Daughenbaugh recovering from transplant
A Havre woman who waited for more than a year for a double transplant, is recovering in Seattle.
Judy Daughenbaugh, a long-time Box Elder middle school teacher, received a transplanted kidney and pancreas Thursday, her daughter Kathy Palmer said Tuesday.
"She's doing really well, " Palmer added. "As of Saturday, she was no longer diabetic. She hasn't had insulin since Thursday."
Daughenbaugh has a webpage set up on caringbridge.org where her family and friends can leave her messages and read about her progress online.
Daughenbaugh found out she had diabetes on her 12th birthday. She had been treating it ever since, but needed a transplant for both her kidneys and pancreas when interviewed by the Havre Daily News in January 2010.
She had been on a waiting list at Virginia Mason Medical Center in Seattle for the transplants for several months and turned to the community for help preparing for the expenses.
Palmer said the response from the community was wonderful. People had been holding fundraisers for weeks before the benefit, and Palmer said people from Havre, Box Elder and Big Sandy came in high numbers.
"It was kind of a nasty day, but it was a really good turnout," she said.
The process of finding organs for Daughenbaugh was a lengthy one due to having to find both a kidney and pancreas, which matched and were in good condition. She was on call to go to Seattle at the drop of a hat to be tested for a match if any were found, and went many times.
Palmer said her mother found out Thursday that the operation was a go.
"This happened to be that both of the organs were in good condition and were a perfect match," she said.
Daughenbaugh went into surgery at 5:30 p. m., and was in recovery by 1:30 a. m. Friday.
Palmer said her father, Tom Daughenbaugh, is at her mother's side, and Daughenbaugh's sister in Seattle, Tammy, also is spending time with her.

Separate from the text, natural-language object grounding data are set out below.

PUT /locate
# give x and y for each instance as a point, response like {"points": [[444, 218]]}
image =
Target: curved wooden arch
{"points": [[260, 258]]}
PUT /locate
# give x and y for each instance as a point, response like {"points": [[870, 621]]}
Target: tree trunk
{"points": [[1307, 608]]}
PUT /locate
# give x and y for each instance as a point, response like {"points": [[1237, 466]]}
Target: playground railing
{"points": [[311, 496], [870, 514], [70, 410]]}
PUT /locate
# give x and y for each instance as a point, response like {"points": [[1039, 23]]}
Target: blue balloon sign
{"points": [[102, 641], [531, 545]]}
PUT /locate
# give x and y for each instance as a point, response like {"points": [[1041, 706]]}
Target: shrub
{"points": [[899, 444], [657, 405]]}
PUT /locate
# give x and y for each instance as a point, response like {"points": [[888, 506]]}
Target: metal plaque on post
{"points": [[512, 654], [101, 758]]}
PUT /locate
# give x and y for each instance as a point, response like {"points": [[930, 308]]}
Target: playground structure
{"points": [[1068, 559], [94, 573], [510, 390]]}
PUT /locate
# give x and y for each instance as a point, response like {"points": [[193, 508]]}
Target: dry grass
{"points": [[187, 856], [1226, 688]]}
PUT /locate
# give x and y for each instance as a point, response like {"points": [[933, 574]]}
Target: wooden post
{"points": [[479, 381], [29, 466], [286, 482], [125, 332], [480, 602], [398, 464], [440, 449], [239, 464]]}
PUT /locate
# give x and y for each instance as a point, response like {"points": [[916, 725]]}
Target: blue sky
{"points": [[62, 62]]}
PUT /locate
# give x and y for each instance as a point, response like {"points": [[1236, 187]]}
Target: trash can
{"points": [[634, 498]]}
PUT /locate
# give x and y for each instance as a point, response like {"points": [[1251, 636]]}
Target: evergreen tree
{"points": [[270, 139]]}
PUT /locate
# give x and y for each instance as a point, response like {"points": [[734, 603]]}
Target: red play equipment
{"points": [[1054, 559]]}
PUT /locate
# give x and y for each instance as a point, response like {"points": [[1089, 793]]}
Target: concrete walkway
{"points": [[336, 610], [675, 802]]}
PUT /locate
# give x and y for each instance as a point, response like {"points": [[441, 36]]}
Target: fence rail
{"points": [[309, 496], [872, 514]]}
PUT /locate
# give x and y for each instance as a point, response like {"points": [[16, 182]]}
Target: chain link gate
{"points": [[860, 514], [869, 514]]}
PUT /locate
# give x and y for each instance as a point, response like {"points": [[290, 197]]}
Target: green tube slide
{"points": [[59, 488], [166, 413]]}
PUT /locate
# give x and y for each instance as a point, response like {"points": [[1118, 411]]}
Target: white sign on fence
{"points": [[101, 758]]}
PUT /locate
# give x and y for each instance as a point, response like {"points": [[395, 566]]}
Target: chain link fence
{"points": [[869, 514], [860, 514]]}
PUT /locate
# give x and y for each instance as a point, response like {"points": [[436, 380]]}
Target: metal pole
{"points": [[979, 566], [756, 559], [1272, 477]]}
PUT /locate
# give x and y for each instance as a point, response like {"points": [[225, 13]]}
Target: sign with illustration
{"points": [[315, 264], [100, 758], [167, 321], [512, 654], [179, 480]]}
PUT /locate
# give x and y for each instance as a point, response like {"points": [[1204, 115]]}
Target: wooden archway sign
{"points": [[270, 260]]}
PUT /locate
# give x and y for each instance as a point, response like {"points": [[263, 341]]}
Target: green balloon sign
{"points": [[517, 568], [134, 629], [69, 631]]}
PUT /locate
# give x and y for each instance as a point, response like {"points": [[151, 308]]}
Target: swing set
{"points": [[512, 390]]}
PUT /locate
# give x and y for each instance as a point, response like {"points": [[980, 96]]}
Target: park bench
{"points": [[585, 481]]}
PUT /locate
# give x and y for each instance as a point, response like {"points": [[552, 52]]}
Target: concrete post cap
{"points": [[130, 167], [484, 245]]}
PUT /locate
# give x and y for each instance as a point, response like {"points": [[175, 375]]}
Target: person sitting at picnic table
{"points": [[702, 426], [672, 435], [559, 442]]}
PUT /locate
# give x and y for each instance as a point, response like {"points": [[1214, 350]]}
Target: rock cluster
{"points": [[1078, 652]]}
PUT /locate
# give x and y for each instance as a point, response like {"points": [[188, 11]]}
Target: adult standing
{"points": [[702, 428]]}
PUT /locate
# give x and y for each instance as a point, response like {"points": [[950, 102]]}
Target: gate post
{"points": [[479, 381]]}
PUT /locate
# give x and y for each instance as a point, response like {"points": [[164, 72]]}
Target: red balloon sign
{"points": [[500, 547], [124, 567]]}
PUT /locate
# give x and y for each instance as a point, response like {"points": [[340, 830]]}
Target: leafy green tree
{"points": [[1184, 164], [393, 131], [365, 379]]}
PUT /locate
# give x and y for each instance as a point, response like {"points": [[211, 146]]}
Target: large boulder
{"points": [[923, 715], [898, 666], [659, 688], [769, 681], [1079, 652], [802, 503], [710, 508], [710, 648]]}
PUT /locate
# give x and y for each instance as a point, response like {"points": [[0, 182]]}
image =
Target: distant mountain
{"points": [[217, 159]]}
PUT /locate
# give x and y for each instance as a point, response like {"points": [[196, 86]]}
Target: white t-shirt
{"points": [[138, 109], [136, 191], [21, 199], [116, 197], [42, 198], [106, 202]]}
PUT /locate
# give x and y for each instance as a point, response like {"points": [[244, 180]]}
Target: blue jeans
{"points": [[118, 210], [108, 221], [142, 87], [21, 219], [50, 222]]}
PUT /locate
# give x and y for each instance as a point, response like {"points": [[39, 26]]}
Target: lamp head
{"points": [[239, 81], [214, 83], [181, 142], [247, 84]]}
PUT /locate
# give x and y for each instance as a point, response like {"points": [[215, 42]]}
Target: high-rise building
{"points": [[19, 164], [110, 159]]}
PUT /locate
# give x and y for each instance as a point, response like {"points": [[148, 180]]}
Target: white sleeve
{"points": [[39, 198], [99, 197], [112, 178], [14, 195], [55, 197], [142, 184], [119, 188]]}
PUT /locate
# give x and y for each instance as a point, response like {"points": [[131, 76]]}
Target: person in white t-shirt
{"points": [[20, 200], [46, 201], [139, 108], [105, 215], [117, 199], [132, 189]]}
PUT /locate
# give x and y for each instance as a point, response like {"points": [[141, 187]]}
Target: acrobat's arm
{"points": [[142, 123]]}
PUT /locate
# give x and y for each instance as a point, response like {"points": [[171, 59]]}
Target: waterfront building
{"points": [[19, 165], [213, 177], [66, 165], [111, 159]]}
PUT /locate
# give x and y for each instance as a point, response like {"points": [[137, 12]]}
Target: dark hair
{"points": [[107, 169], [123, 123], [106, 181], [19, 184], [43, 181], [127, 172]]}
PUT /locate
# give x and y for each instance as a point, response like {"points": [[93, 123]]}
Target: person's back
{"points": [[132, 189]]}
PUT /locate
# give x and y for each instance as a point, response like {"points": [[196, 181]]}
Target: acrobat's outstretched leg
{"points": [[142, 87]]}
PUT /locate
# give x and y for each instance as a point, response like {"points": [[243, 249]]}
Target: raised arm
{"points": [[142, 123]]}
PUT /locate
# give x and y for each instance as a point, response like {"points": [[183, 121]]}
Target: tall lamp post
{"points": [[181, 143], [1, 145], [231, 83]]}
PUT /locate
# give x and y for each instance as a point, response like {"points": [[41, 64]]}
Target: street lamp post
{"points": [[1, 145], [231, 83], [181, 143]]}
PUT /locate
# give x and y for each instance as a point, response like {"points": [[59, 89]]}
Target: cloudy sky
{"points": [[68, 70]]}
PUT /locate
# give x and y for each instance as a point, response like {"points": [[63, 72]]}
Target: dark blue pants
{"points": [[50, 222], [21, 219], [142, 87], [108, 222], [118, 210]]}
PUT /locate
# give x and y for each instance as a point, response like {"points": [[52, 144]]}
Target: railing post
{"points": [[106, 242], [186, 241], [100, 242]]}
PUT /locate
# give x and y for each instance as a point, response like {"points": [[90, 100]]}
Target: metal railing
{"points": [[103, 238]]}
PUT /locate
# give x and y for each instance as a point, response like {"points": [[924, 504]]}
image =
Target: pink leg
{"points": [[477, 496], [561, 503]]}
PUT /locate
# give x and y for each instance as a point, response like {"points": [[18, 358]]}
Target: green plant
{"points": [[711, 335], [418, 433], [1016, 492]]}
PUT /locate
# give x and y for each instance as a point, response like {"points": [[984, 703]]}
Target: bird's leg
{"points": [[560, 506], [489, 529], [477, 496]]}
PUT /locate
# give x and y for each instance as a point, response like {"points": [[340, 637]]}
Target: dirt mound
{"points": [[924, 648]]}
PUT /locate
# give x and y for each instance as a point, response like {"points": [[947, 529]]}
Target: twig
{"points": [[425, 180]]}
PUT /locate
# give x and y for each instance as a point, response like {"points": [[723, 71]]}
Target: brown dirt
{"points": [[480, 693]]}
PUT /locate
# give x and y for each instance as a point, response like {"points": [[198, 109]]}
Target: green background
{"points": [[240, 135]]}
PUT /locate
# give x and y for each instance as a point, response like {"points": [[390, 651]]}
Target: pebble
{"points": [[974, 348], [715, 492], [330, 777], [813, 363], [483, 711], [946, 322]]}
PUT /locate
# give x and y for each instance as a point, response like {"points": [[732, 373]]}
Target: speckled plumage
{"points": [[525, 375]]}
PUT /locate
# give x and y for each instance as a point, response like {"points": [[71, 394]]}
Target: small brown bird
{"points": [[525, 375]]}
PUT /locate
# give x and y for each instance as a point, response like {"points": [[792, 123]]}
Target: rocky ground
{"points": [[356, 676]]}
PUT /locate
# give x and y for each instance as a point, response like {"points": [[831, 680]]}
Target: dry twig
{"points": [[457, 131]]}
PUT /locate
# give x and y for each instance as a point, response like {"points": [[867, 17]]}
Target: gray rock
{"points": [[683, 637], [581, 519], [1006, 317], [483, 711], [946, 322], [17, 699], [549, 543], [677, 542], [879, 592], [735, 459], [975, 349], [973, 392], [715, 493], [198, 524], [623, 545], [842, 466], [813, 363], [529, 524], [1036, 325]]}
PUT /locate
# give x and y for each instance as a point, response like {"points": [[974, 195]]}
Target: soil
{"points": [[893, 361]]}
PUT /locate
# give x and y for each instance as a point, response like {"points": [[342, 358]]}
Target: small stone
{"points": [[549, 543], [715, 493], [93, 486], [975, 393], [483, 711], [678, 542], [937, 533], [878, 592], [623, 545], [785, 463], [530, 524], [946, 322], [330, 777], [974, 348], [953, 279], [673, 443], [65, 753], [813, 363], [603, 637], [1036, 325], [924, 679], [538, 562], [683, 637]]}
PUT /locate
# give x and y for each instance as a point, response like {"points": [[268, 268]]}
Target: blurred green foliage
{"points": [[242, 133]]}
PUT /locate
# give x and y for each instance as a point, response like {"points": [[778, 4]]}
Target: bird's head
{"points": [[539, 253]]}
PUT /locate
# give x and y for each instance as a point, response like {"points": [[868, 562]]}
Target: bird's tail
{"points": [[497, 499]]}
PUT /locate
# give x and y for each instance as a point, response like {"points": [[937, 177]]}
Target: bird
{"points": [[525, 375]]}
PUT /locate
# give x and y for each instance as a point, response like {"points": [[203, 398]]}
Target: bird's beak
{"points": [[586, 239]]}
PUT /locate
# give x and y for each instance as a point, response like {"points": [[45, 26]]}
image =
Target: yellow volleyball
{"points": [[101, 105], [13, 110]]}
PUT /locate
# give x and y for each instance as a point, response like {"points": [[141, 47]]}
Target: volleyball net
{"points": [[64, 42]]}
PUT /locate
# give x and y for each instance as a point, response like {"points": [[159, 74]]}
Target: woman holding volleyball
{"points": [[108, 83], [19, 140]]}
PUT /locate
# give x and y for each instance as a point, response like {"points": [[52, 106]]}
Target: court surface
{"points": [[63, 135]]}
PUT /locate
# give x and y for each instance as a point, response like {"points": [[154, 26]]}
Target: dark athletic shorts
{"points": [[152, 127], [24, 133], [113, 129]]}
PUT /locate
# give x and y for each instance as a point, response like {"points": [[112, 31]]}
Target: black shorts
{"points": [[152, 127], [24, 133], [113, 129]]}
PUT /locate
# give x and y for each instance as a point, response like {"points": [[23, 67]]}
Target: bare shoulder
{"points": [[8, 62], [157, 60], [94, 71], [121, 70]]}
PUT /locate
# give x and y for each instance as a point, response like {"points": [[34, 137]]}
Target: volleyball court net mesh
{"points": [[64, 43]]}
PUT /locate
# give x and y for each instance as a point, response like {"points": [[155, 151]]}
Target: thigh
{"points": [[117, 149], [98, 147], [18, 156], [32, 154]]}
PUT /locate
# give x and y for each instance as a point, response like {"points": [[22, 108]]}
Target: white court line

Two of Daughenbaugh's daughters, Tiffany Kimberling and Desara Kutzler, already have been out to visit, and Palmer said she and her other sister, Jan Harrison, also will be going out to visit their mother in the coming weeks.
Palmer said it is normal to expect at least two months stay in and then near the hospital, to watch progress of the recovery and make certain there is no rejection of the transplanted organs. But her mother is recovering so quickly that schedule could be moved up, she said.
"They might be letting her move to an apartment near the hospital in a few days," Palmer said.